Thoughts of Sorts

Thoughts of Sorts, one of Georges Perec’s final works, was published posthumously in France in 1985. With this translation, David Bellos, Perec’s preeminent translator, has completed the Godine list of Perec’s great works translated into English and has provided an introduction to this master of “systematic versatility.” Thoughts of Sorts is a compilation of musings and essays attempting to circumscribe, in Perec’s words, “my experience of the world not in terms of the reflections it casts in distant places, but at its actual point of breaking surface.” Perec investigates the ways by which we define our place in the world, reveling in listmaking, orientating, classifying. This book employs all of the modes of questioning explored by his previous books, and at the same time breaks new ground of its own, ending with a question mark in typical / atypical Perec fashion.

Praise for Thoughts of Sorts

Thoughts of Sorts is a very enjoyable collection, from the useful ‘Statement of Intent’ to its consideration of the physical act of reading and Perec’s ‘Thoughts of Sorts / Sorts of Thoughts’ . . . yet another must-read for any Perec-fan.
—M.A. Orthofer, The Complete Review

Georges Perec was a French novelist, filmmaker, documentalist, and essayist. He was a member of the Oulipo group.
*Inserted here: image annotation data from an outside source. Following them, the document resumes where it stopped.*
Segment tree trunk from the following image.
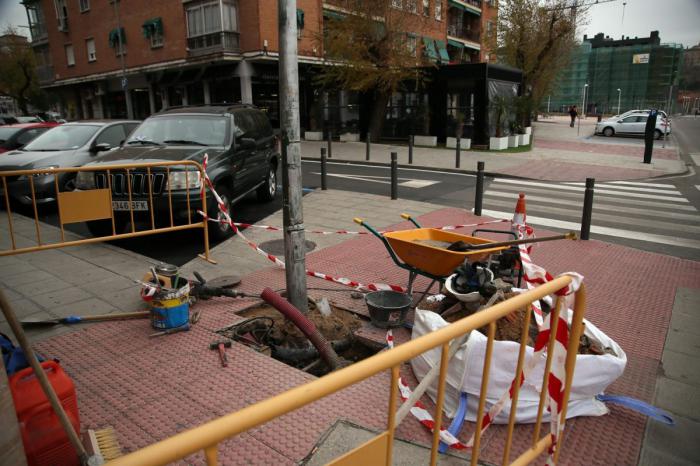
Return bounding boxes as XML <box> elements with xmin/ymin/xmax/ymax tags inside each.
<box><xmin>369</xmin><ymin>91</ymin><xmax>391</xmax><ymax>141</ymax></box>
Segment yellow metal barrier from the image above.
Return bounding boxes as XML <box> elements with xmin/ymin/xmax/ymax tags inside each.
<box><xmin>0</xmin><ymin>160</ymin><xmax>213</xmax><ymax>262</ymax></box>
<box><xmin>107</xmin><ymin>276</ymin><xmax>585</xmax><ymax>466</ymax></box>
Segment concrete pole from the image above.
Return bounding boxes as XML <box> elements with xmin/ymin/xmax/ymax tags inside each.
<box><xmin>277</xmin><ymin>0</ymin><xmax>308</xmax><ymax>313</ymax></box>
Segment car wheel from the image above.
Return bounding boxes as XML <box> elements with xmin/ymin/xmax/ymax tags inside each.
<box><xmin>85</xmin><ymin>218</ymin><xmax>127</xmax><ymax>237</ymax></box>
<box><xmin>257</xmin><ymin>164</ymin><xmax>277</xmax><ymax>202</ymax></box>
<box><xmin>207</xmin><ymin>185</ymin><xmax>233</xmax><ymax>241</ymax></box>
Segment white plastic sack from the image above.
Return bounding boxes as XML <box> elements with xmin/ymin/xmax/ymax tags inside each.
<box><xmin>411</xmin><ymin>309</ymin><xmax>627</xmax><ymax>424</ymax></box>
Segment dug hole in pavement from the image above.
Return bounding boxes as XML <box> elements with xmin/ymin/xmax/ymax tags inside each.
<box><xmin>9</xmin><ymin>187</ymin><xmax>700</xmax><ymax>465</ymax></box>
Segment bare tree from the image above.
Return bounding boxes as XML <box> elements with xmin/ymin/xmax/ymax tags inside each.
<box><xmin>0</xmin><ymin>28</ymin><xmax>40</xmax><ymax>114</ymax></box>
<box><xmin>317</xmin><ymin>0</ymin><xmax>427</xmax><ymax>140</ymax></box>
<box><xmin>490</xmin><ymin>0</ymin><xmax>586</xmax><ymax>126</ymax></box>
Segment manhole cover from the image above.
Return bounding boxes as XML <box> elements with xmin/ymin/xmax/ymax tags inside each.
<box><xmin>260</xmin><ymin>239</ymin><xmax>316</xmax><ymax>256</ymax></box>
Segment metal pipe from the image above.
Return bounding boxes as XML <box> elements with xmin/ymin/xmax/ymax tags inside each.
<box><xmin>580</xmin><ymin>178</ymin><xmax>595</xmax><ymax>240</ymax></box>
<box><xmin>455</xmin><ymin>136</ymin><xmax>462</xmax><ymax>168</ymax></box>
<box><xmin>321</xmin><ymin>147</ymin><xmax>328</xmax><ymax>191</ymax></box>
<box><xmin>365</xmin><ymin>130</ymin><xmax>372</xmax><ymax>160</ymax></box>
<box><xmin>105</xmin><ymin>276</ymin><xmax>583</xmax><ymax>466</ymax></box>
<box><xmin>391</xmin><ymin>152</ymin><xmax>399</xmax><ymax>199</ymax></box>
<box><xmin>277</xmin><ymin>0</ymin><xmax>308</xmax><ymax>314</ymax></box>
<box><xmin>474</xmin><ymin>162</ymin><xmax>486</xmax><ymax>216</ymax></box>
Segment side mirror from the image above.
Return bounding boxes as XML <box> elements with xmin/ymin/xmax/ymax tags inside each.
<box><xmin>240</xmin><ymin>138</ymin><xmax>257</xmax><ymax>149</ymax></box>
<box><xmin>92</xmin><ymin>142</ymin><xmax>112</xmax><ymax>152</ymax></box>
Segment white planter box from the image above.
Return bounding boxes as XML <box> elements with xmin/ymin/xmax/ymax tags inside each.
<box><xmin>445</xmin><ymin>138</ymin><xmax>472</xmax><ymax>150</ymax></box>
<box><xmin>304</xmin><ymin>131</ymin><xmax>323</xmax><ymax>141</ymax></box>
<box><xmin>413</xmin><ymin>136</ymin><xmax>437</xmax><ymax>147</ymax></box>
<box><xmin>340</xmin><ymin>133</ymin><xmax>360</xmax><ymax>142</ymax></box>
<box><xmin>489</xmin><ymin>137</ymin><xmax>508</xmax><ymax>150</ymax></box>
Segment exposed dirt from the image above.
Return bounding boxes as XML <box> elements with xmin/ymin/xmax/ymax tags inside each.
<box><xmin>238</xmin><ymin>301</ymin><xmax>361</xmax><ymax>348</ymax></box>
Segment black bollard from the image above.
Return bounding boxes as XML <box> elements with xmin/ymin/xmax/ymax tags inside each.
<box><xmin>581</xmin><ymin>178</ymin><xmax>595</xmax><ymax>240</ymax></box>
<box><xmin>321</xmin><ymin>147</ymin><xmax>328</xmax><ymax>191</ymax></box>
<box><xmin>365</xmin><ymin>130</ymin><xmax>372</xmax><ymax>160</ymax></box>
<box><xmin>328</xmin><ymin>126</ymin><xmax>333</xmax><ymax>159</ymax></box>
<box><xmin>474</xmin><ymin>162</ymin><xmax>485</xmax><ymax>216</ymax></box>
<box><xmin>391</xmin><ymin>152</ymin><xmax>399</xmax><ymax>199</ymax></box>
<box><xmin>455</xmin><ymin>137</ymin><xmax>462</xmax><ymax>168</ymax></box>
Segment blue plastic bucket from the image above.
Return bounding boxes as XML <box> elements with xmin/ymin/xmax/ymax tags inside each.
<box><xmin>151</xmin><ymin>296</ymin><xmax>190</xmax><ymax>330</ymax></box>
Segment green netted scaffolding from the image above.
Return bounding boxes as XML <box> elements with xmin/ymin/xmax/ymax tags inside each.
<box><xmin>540</xmin><ymin>42</ymin><xmax>683</xmax><ymax>114</ymax></box>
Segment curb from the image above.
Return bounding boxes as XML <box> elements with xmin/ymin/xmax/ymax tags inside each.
<box><xmin>301</xmin><ymin>156</ymin><xmax>690</xmax><ymax>183</ymax></box>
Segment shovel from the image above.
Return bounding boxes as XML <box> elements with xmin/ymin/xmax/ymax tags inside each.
<box><xmin>447</xmin><ymin>231</ymin><xmax>577</xmax><ymax>252</ymax></box>
<box><xmin>20</xmin><ymin>311</ymin><xmax>151</xmax><ymax>327</ymax></box>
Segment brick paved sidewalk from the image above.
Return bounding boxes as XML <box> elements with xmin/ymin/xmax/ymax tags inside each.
<box><xmin>19</xmin><ymin>201</ymin><xmax>700</xmax><ymax>465</ymax></box>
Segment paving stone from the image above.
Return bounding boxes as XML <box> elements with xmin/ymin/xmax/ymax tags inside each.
<box><xmin>32</xmin><ymin>286</ymin><xmax>94</xmax><ymax>310</ymax></box>
<box><xmin>662</xmin><ymin>350</ymin><xmax>700</xmax><ymax>386</ymax></box>
<box><xmin>654</xmin><ymin>377</ymin><xmax>700</xmax><ymax>421</ymax></box>
<box><xmin>645</xmin><ymin>416</ymin><xmax>700</xmax><ymax>464</ymax></box>
<box><xmin>51</xmin><ymin>298</ymin><xmax>117</xmax><ymax>317</ymax></box>
<box><xmin>14</xmin><ymin>272</ymin><xmax>73</xmax><ymax>296</ymax></box>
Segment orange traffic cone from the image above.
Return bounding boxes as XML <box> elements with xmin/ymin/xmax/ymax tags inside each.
<box><xmin>513</xmin><ymin>193</ymin><xmax>526</xmax><ymax>227</ymax></box>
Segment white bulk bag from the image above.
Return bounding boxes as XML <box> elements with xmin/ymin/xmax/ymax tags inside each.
<box><xmin>411</xmin><ymin>309</ymin><xmax>627</xmax><ymax>424</ymax></box>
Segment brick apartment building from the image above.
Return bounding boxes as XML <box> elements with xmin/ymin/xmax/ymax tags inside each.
<box><xmin>23</xmin><ymin>0</ymin><xmax>497</xmax><ymax>136</ymax></box>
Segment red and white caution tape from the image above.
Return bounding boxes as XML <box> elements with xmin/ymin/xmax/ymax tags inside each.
<box><xmin>197</xmin><ymin>210</ymin><xmax>510</xmax><ymax>235</ymax></box>
<box><xmin>202</xmin><ymin>154</ymin><xmax>407</xmax><ymax>293</ymax></box>
<box><xmin>386</xmin><ymin>330</ymin><xmax>470</xmax><ymax>450</ymax></box>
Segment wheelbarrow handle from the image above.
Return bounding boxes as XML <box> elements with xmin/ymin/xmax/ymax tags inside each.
<box><xmin>401</xmin><ymin>213</ymin><xmax>423</xmax><ymax>228</ymax></box>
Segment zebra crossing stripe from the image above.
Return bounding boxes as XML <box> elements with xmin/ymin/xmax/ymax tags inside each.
<box><xmin>482</xmin><ymin>210</ymin><xmax>700</xmax><ymax>249</ymax></box>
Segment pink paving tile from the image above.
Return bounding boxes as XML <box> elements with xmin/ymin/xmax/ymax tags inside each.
<box><xmin>499</xmin><ymin>160</ymin><xmax>665</xmax><ymax>181</ymax></box>
<box><xmin>535</xmin><ymin>137</ymin><xmax>678</xmax><ymax>160</ymax></box>
<box><xmin>32</xmin><ymin>209</ymin><xmax>700</xmax><ymax>464</ymax></box>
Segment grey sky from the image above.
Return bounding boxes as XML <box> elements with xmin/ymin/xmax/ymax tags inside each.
<box><xmin>0</xmin><ymin>0</ymin><xmax>700</xmax><ymax>47</ymax></box>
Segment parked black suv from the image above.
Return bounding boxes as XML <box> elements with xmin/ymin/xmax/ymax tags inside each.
<box><xmin>76</xmin><ymin>104</ymin><xmax>280</xmax><ymax>239</ymax></box>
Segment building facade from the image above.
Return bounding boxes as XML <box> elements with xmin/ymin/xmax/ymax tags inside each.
<box><xmin>23</xmin><ymin>0</ymin><xmax>497</xmax><ymax>137</ymax></box>
<box><xmin>541</xmin><ymin>31</ymin><xmax>683</xmax><ymax>114</ymax></box>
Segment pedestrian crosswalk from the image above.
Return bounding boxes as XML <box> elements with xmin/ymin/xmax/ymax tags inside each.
<box><xmin>482</xmin><ymin>178</ymin><xmax>700</xmax><ymax>256</ymax></box>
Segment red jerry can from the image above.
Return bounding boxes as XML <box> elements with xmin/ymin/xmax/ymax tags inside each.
<box><xmin>9</xmin><ymin>361</ymin><xmax>80</xmax><ymax>466</ymax></box>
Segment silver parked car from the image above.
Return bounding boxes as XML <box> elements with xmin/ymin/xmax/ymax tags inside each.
<box><xmin>0</xmin><ymin>120</ymin><xmax>140</xmax><ymax>205</ymax></box>
<box><xmin>595</xmin><ymin>111</ymin><xmax>671</xmax><ymax>139</ymax></box>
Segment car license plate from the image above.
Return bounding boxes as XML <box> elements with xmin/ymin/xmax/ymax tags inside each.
<box><xmin>112</xmin><ymin>201</ymin><xmax>148</xmax><ymax>212</ymax></box>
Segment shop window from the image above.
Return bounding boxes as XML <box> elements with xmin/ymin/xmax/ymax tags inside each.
<box><xmin>64</xmin><ymin>44</ymin><xmax>75</xmax><ymax>66</ymax></box>
<box><xmin>85</xmin><ymin>39</ymin><xmax>97</xmax><ymax>62</ymax></box>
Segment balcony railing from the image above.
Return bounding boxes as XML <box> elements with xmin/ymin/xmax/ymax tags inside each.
<box><xmin>447</xmin><ymin>24</ymin><xmax>481</xmax><ymax>44</ymax></box>
<box><xmin>29</xmin><ymin>23</ymin><xmax>49</xmax><ymax>42</ymax></box>
<box><xmin>187</xmin><ymin>31</ymin><xmax>241</xmax><ymax>56</ymax></box>
<box><xmin>36</xmin><ymin>65</ymin><xmax>54</xmax><ymax>84</ymax></box>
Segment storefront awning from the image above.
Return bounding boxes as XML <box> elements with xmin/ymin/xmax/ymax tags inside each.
<box><xmin>435</xmin><ymin>40</ymin><xmax>450</xmax><ymax>63</ymax></box>
<box><xmin>141</xmin><ymin>18</ymin><xmax>163</xmax><ymax>38</ymax></box>
<box><xmin>423</xmin><ymin>37</ymin><xmax>439</xmax><ymax>60</ymax></box>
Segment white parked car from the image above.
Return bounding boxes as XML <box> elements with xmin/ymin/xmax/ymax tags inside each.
<box><xmin>595</xmin><ymin>111</ymin><xmax>671</xmax><ymax>139</ymax></box>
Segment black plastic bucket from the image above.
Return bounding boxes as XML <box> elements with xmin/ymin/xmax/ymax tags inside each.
<box><xmin>365</xmin><ymin>290</ymin><xmax>413</xmax><ymax>328</ymax></box>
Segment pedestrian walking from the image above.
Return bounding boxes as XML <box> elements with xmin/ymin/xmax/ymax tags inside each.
<box><xmin>569</xmin><ymin>105</ymin><xmax>578</xmax><ymax>128</ymax></box>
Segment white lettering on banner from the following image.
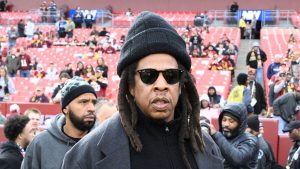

His father died as a soldier early in the Second World War and his mother was killed in the Holocaust, and many of his works deal with absence, loss, and identity, often through word play.

David Bellos is Meredith Howland Pyne Professor of French Literature and Professor of Comparative Literature at Princeton University. In 2005, he won the first Man Booker International Prize for translation for his translations of the Albanian author Ismail Kadare. He holds the rank of Officier in the Ordre national des Arts et des Lettres and an honorary membership in The International Association of Professional Translators and Interpreters.